Here’s a fun history tidbit I gleaned from the latest Hardcore History podcast:
The Black Plague and the drastic changes it wrought on society, on supply and demand, on everything, had an incalculably deep impact on history. One thing it spurred was the English Peasants’ Revolt, aka the Great Rising of 1381, the 626th anniversary of which, coincidentally, is this month. I did some research on this important event.
On June 14, the serfs rose up and destroyed Savoy Palace and stormed the Tower of London, killing the Archbishop of Canterbury and the Lord Chancellor.
After the Black Plague hit and wiped out a significant portion of the labor pool, the remaining workers were suddenly more valuable, and started demanding their share. The nobility responded by repressing the serfs even more. The monarchy re-enforcing the per-man tax that the peasants thought they already paid, and the utter resentment of the entrenched aristocracy is what sparked the revolt. Renegade priest John Ball rallied the serfs with sermons about there being no feudal masters or bondage in Eden, all men created equal, etc.
The rising was so powerful that the King initially agreed to stunning concessions like the effective end of unpaid serf labor, but then all the rebel leaders were killed (John Ball was hanged, drawn and quartered in front of the King, a death so gruesome you have to read it to believe it) and all the tentative agreements were rescinded. “Just kidding! there will still be brutal feudalism!”
In this 14th century art, London’s mayor kills rebel leader Wat Tyler in front of the King.
Unpaid serf labor continued well into the 15th century and after in England, though serfdom was permanently undermined by the plague-related depopulation.
Too bad the revolt failed.
The monarchy continued to impose arbitrary, heavy taxes on the plebes to fund their bulls#!t foreign wars. Sound familiar? I’m not opposed to taxes, but if we weren’t positioning troops on every freaking continent to fulfill some insane vision of American Empire, imagine how much more we could afford!
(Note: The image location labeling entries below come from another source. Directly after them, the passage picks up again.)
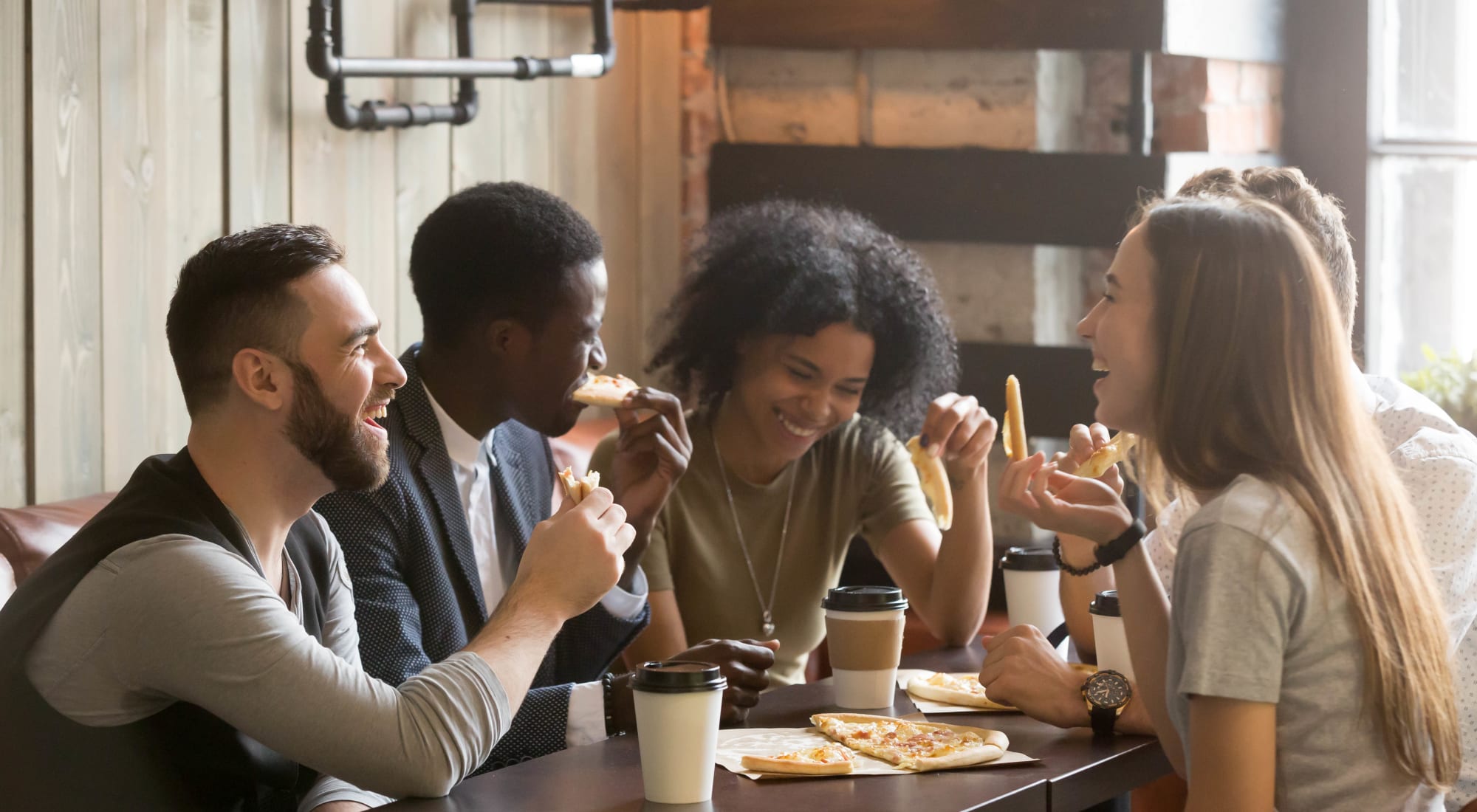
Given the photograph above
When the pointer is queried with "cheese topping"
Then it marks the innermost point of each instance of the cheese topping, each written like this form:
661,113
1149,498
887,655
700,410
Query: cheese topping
820,755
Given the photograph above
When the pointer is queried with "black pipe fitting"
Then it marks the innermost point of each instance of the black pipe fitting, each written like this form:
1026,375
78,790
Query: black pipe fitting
326,58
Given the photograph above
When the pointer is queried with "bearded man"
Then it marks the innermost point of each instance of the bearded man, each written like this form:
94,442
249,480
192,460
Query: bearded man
194,646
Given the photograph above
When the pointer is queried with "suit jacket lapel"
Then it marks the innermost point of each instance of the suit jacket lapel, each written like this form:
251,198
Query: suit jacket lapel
428,457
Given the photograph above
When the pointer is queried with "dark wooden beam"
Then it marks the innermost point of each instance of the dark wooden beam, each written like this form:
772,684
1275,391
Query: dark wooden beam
940,24
961,196
1247,30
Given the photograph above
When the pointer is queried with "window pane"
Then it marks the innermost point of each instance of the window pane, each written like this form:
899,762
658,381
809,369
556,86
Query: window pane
1423,269
1430,70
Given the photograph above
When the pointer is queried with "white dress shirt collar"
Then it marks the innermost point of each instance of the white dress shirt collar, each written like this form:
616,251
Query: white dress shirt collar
462,447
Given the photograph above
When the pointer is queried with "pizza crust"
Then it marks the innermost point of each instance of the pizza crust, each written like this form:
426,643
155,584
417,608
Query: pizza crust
934,481
1012,429
606,390
921,687
798,764
992,748
578,488
1107,457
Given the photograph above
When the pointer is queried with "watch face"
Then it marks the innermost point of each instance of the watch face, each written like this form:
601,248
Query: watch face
1108,690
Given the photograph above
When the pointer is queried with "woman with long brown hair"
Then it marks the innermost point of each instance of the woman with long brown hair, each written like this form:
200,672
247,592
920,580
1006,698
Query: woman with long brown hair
1305,664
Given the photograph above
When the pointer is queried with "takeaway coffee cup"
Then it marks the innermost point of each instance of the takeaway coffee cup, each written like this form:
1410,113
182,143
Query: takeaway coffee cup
1111,643
677,729
1032,590
865,637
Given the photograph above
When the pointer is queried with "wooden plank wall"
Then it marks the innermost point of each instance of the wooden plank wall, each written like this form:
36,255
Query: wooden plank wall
132,132
14,94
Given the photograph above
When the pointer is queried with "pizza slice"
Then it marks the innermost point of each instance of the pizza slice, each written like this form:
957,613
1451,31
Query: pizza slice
934,481
918,746
1107,457
606,390
578,488
829,760
1012,429
955,689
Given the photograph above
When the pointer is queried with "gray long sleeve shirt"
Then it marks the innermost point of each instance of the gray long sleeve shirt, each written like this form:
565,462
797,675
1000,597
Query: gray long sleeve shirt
177,618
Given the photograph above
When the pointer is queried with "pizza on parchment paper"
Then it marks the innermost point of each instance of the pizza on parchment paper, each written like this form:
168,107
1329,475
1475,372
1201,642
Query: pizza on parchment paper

European monarchs repressed their people with wars for millenia, often on pretenses as absurd as the Iraq war.
America’s founders knew what’s up. This is why they put the power to declare war in the hands of the Congress alone (a cornerstone of the Constitution that both parties have consistently ignored since the Korean war). Thomas Jefferson even wanted a standing army banned. It’s easy to see why
I’m obsessed with the founding fathers lately. They foresaw all that’s happening now, the creeping monarchism, the stripping of our liberties in the name of security, they predicted it all.
“Those who would give up essential liberty to purchase a little temporary safety deserve neither liberty nor safety.” — Ben Franklin
“Yes, we did produce a near-perfect republic. But will they keep it? Or will they, in the enjoyment of plenty, lose the memory of freedom? Material abundance without character is the path of destruction.” — Thomas Jefferson
I fear we ARE losing the Republic. Are we all that different from a monarchy with serfs right now? According to this commentary by Anwar Hussain: “…it is now plain for all to see that misrepresentative government and corporatism has oppressed American citizenry to the extent that their democracy has become nothing more than a corporate theocracy, a fascist feudal state in which ‘the serfs’ serve the corporate state as voiceless workers, voracious consumers, submissive citizens and pliant subjects.”
Author Cullen Murphy says We Are Rome. Check out Murphy being interviewed by Stephen Colbert; it is fascinating.
It’s past time we rediscover the core American values of our founders, which are so strongly libertarian they make most ’08 presidential candidates look like monarchists.
Don’t be servile to any politician! Remember the 1776 rebel spirit!